Discoveries in cell and developmental biology that define key immune mediators of repair and regeneration can be considered in the design of biomaterial scaffolds that modulate the immune response: a concept emerging as biomaterials-directed regenerative immunology. Materials that target the immune system have, to date, been primarily in the form of nano- and microparticles for applications in cancer immunology and vaccines. For example, nanoparticles are targeting and stimulating CD8+ cytotoxic T lymphocytes to enhance tumour and cancer cell clearance162,163. Polymeric nanoparticles are engineered to contain both the antigen of interest as well as co-stimulatory molecules to fully activate an immune response. These particles are ingested and processed by antigen-presenting cells (APCs), such as dendritic cells and macrophages, and then APCs present the antigen on major histocompatibility complexes to cognate T cell receptors. These targeting strategies are also being applied to vaccine development and tolerogenic treatments for autoimmune disease164166. Materials are used to engineer completely synthetic APCs167,168, and through careful analysis, the optimal shape and size for efficient T cell activation was determined.

On a larger scale, polymer implants are also working to educate the immune system in a similar manner169,170. Macroscale therapeutic biomaterial implants are currently in clinical testing171. These subcutaneously implanted biodegradable wafers are formulated to contain tumour lysate as a source of tumour antigen together with granulocyte–macrophage colony-stimulating factor (GM-CSF), a dendritic cell growth and differentiation factor, and TLR agonists172. Monocytes invade the biodegradable matrix and differentiate into dendritic cells upon local exposure to GM-CSF. These dendritic cells phagocytose the tumour antigens provided by tumour lysate and are activated by a CpG ODN — a TLR9 agonist. The antigen-loaded activated dendritic cells then enter the afferent lymphatics and the draining lymph nodes, where they present the tumour antigens to antigen-specific T cells. Similarly, targeting the immune system to stimulate regeneration will probably require co-opting of the innate and adaptive immune system to create a pro-regenerative environment.

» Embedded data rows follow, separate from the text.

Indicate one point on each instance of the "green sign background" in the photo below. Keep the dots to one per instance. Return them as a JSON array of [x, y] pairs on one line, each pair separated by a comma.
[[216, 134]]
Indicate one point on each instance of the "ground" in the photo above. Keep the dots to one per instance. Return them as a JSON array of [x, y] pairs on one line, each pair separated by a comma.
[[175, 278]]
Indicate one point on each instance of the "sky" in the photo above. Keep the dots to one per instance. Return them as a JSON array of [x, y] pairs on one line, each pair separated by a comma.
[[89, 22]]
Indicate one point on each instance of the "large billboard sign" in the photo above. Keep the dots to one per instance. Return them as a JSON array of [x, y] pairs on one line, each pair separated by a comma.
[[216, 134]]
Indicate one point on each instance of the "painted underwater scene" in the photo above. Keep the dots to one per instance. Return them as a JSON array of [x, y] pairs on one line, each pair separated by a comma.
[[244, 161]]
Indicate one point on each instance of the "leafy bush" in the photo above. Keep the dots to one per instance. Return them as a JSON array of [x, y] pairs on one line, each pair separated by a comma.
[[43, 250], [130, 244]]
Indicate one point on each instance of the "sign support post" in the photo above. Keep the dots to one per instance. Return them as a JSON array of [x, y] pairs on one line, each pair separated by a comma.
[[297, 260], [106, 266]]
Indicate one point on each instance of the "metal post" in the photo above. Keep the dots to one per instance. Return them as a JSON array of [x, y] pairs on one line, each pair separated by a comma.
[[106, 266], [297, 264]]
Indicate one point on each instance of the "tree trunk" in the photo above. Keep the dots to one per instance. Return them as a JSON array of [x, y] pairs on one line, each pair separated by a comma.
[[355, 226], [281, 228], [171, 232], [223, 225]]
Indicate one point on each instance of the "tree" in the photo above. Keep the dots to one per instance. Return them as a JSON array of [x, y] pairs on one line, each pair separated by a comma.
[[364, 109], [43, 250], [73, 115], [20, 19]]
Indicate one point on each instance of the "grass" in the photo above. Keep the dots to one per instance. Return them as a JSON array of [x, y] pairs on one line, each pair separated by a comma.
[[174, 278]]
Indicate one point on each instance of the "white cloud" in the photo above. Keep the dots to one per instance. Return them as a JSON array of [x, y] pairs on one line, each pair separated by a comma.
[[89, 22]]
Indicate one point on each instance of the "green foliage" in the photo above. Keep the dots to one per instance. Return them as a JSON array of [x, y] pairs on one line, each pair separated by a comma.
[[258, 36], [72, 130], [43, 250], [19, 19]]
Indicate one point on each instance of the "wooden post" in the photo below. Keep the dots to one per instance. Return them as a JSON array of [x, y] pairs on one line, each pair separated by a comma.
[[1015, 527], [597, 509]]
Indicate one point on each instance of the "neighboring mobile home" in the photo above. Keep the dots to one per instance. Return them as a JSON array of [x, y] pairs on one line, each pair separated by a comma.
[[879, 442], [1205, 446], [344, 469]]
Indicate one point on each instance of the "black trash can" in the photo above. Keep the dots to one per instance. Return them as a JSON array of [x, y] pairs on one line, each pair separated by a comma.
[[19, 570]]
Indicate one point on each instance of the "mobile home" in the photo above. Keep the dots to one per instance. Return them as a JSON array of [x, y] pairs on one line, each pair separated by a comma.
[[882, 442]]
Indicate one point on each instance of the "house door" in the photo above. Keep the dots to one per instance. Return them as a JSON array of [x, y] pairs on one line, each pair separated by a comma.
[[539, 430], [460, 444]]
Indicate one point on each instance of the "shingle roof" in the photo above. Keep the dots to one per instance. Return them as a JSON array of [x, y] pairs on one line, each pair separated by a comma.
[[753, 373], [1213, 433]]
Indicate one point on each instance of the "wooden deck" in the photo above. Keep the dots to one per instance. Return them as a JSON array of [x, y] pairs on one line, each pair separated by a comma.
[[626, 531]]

Many advances in engineering biomaterials for regenerative medicine have been seen in recent decades (Box 2). Fundamental properties of cell responses to biochemical and biophysical cues have been delineated with careful structure–function studies. Sophisticated techniques now allow replication of the structural organization of complex, native tissue in biomaterials and also the mimicking of developmental biology cues that are embedded in the biomaterial scaffold. However, we must not neglect the role of biology and ‘over-engineer’ materials such that they actually impede the innate processes of cells and tissues that still know how to rebuild tissues better than we do. Furthermore, the manipulation and combination of polymers to create new scaffolds generally provide incremental improvements in matrix production in vitro that may not even translate to preclinical or clinical improvements. The fields of biomaterials and regenerative medicine also have the potential to mature beyond the trial-and-error design method by integrating big data strategies for materials design, cell and tissue responses, and, most importantly, to incorporate lessons from translation. Thus, smart materials may not always be more complex or sophisticated, but their design takes into consideration structure–function relationships, successes and failures in translation, and the primary factors contributing to efficacy.